The township passed a new development charges bylaw in April after the province made changes to the Development Charges Act, requiring municipalities to pass a new bylaw by Sept. 18, 2022.
But that recently passed bylaw is no longer accurate because Bill 23 requires an increase in development charges to be phased in over five years for municipalities which passed a new bylaw after Jan. 1.
“As a result, we will be publishing new [development charge] rates shortly,” township financial director Farhad Hossain wrote to the Advertiser in an email.
He was unable to provide an immediate estimate on the shortfall of development charges due to Bill 23 or the township’s current development charge reserve balance.
Reducing charges below where they should be, the mayor said, will force the township to look to property taxes and utility bills — though water and wastewater fees cannot be adjusted on a whim and require a background study.
“At the municipal level we don’t have other sources of revenue to tap into,” Lennox said.
In this year’s budget, $15.19 million was allotted for capital spending — up from 2021, but under the $16.5 million per year the township was told it would need to spend on capital to cover expansions, upgrades and renewal work for the next decade.
Tax bills are already around $3,400 per year for the average homeowner in the township.
“Do [taxpayers] want to fork out more dollars to see their community change … I really don’t think there’s an appetite for that,” Lennox said.
Council discussion
Council discussed the bill’s potential effects at its Dec. 5 meeting.
“Not only will it have a negative effect in terms of the dollars coming from development charges to pay for infrastructure to support growth, but also will add an additional administrative burden to staff,” Lennox stated at the meeting, as township CAO Brooke Lambert nodded in agreement.
Lambert noted in a report to council the new legislation requires 60% of the balance of development charge reserves to be spent or allocated each year, starting in 2023, and could force the township to push construction projects forward faster.

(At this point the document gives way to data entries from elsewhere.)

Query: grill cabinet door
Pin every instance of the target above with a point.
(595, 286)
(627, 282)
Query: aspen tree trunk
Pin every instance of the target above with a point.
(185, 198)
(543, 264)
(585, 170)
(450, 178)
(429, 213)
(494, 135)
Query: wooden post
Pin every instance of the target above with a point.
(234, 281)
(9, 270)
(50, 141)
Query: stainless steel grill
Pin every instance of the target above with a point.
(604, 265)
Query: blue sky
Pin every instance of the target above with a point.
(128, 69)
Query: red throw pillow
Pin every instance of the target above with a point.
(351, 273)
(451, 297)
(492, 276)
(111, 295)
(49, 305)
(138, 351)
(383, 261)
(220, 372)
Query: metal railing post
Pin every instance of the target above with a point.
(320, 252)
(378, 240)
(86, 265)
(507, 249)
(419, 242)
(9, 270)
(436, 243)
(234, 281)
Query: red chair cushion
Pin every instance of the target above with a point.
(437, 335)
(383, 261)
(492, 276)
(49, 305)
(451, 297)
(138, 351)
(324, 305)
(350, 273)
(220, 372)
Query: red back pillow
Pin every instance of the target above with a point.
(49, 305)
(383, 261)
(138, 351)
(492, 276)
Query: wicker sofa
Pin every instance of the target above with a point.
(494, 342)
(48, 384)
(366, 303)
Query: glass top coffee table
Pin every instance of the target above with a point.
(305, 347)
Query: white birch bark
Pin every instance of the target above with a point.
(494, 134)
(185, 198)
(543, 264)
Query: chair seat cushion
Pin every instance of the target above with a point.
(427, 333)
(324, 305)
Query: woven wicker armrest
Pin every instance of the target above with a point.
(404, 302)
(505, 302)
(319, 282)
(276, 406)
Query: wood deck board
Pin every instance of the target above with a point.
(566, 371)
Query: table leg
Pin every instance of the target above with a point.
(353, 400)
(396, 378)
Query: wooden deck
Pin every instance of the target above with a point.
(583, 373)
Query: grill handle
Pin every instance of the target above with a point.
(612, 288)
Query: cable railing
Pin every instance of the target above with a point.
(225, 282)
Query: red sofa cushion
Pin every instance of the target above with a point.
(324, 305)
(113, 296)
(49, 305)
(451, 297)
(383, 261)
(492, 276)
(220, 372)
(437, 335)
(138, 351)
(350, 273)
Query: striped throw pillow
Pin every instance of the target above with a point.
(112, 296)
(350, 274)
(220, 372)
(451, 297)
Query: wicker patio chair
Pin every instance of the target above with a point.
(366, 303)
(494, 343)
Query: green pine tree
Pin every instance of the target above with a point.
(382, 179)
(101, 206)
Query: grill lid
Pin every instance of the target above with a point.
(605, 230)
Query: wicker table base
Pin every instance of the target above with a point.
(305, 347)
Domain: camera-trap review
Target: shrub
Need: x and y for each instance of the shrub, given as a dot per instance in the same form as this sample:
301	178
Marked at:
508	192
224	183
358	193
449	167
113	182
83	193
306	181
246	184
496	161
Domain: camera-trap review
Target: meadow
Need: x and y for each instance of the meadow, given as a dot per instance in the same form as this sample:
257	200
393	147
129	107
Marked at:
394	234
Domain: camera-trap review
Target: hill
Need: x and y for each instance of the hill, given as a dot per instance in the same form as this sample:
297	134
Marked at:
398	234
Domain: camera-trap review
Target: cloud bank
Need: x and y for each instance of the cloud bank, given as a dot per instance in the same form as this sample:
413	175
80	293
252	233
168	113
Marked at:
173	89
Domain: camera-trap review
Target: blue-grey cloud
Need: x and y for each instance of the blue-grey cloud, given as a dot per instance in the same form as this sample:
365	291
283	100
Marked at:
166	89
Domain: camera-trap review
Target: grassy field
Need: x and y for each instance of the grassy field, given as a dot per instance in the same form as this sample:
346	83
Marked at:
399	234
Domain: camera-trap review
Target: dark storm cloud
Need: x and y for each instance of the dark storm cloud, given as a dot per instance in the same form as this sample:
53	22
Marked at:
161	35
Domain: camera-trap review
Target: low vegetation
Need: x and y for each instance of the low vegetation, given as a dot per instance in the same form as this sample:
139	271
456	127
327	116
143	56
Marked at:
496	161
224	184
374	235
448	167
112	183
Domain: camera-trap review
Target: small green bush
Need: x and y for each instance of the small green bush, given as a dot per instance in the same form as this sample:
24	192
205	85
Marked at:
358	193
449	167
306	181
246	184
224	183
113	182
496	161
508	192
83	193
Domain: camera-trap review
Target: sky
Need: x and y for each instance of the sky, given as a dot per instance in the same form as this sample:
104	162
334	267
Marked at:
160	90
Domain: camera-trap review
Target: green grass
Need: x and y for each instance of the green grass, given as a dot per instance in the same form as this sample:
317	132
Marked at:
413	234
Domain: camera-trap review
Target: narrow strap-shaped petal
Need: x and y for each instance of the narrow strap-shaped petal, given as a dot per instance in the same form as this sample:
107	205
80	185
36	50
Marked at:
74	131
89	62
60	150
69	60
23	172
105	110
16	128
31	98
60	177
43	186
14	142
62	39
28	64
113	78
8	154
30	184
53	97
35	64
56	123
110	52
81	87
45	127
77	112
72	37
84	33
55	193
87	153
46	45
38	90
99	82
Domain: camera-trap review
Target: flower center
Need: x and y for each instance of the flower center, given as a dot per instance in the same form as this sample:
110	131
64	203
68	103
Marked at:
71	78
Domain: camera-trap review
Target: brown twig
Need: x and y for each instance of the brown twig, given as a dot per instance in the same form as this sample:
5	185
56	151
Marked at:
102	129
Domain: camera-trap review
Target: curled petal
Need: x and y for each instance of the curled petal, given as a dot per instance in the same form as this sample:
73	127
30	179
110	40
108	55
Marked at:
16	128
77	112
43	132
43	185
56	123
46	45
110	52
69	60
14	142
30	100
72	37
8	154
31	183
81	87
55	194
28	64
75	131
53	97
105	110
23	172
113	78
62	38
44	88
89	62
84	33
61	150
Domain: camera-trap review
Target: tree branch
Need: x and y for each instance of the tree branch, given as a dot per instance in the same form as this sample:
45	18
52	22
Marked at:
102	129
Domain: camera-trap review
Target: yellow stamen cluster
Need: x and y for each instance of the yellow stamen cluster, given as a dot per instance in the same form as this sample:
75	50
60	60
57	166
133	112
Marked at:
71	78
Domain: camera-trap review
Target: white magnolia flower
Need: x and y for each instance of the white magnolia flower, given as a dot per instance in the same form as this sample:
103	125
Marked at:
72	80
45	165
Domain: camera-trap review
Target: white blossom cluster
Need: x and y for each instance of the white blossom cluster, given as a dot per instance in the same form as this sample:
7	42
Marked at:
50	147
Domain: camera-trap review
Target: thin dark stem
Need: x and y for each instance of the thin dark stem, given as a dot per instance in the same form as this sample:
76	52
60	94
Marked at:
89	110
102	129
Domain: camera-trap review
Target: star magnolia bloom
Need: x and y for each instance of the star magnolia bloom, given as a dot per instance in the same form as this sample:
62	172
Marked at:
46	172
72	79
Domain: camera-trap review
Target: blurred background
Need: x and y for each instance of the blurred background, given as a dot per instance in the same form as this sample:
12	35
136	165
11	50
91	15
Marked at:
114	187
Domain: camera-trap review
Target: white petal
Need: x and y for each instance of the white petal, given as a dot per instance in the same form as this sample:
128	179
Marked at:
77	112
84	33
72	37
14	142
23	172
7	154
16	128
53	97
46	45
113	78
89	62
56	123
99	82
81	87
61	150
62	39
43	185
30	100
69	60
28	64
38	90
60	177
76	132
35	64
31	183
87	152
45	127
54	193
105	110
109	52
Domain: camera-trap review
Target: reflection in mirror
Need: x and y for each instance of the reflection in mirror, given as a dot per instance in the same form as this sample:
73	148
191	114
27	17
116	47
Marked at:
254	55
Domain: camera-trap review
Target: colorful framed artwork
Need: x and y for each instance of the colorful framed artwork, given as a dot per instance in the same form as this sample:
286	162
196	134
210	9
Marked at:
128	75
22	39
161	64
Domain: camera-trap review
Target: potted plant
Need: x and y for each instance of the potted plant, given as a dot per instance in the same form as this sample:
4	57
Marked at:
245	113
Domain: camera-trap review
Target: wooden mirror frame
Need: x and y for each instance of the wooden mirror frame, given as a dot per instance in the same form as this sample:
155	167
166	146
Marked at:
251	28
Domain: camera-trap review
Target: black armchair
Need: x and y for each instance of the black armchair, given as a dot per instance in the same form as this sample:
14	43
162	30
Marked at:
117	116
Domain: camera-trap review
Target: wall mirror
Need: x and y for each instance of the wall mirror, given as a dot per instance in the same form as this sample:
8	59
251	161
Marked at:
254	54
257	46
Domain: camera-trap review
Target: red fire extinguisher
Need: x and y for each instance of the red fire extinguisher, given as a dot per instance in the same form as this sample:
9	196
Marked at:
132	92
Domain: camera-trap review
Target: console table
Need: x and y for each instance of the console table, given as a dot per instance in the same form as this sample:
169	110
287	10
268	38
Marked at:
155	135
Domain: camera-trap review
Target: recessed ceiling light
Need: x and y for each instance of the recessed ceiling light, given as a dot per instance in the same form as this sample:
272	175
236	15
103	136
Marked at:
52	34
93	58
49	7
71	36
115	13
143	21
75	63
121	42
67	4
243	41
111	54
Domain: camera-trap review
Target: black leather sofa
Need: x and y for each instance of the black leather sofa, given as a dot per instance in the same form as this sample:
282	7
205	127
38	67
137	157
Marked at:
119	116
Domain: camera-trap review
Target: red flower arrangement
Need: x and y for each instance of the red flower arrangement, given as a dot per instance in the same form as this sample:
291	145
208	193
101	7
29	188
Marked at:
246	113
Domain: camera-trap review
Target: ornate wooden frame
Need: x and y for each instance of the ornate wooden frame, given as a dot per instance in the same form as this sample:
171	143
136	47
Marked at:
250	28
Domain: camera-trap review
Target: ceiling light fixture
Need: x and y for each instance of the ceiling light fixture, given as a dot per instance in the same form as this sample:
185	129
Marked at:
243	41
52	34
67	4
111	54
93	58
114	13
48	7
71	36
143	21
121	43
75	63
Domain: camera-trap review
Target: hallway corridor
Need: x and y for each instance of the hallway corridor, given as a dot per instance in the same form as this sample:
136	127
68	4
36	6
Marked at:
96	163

Offering further clarification by email, Hossain wrote that required spending and allocations must go toward water, sewer and road projects, identified in the bill as priority services.
Lennox expressed particular concern about the requirement to the Advertiser, saying it takes years for a small municipality to save for major projects.
“There’s the perception that municipalities are sitting on a pot of money and doing nothing with it,” he said.
Other changes include ineligibility of some studies as a source of development charge revenue, an increase to 15 years for consideration of historical charges from 10, and the exclusion of land costs from charges — all of which could have negative financial implications.
Lambert also wrote Bill 23 “has the potential to significantly shift the costs of growth to existing taxpayers” and “does little” to connect growth to a need to pay for infrastructure.
She added: “It seems contradictory to be incenting development on one hand while constraining municipalities from being able to afford, construct, and deliver the services needed to support that growth.”
“(This) scares the hell out of me,” councillor Steve McCabe remarked at the meeting.
“The potential here is that if we don’t have the resources through development charges to build infrastructure to facilitate growth, we [maybe] have to say ‘we don’t have the money to facilitate growth’ and that kind of flies in the face of this whole purpose of the process [which] is to get more homes built faster,” Lennox said.
“I think there’s a lot of questions yet to be answered,” he said. “Unfortunately, it’s going to make our lives more complicated.”
Another report on Bill 23 will be presented to council at its Dec. 19 meeting.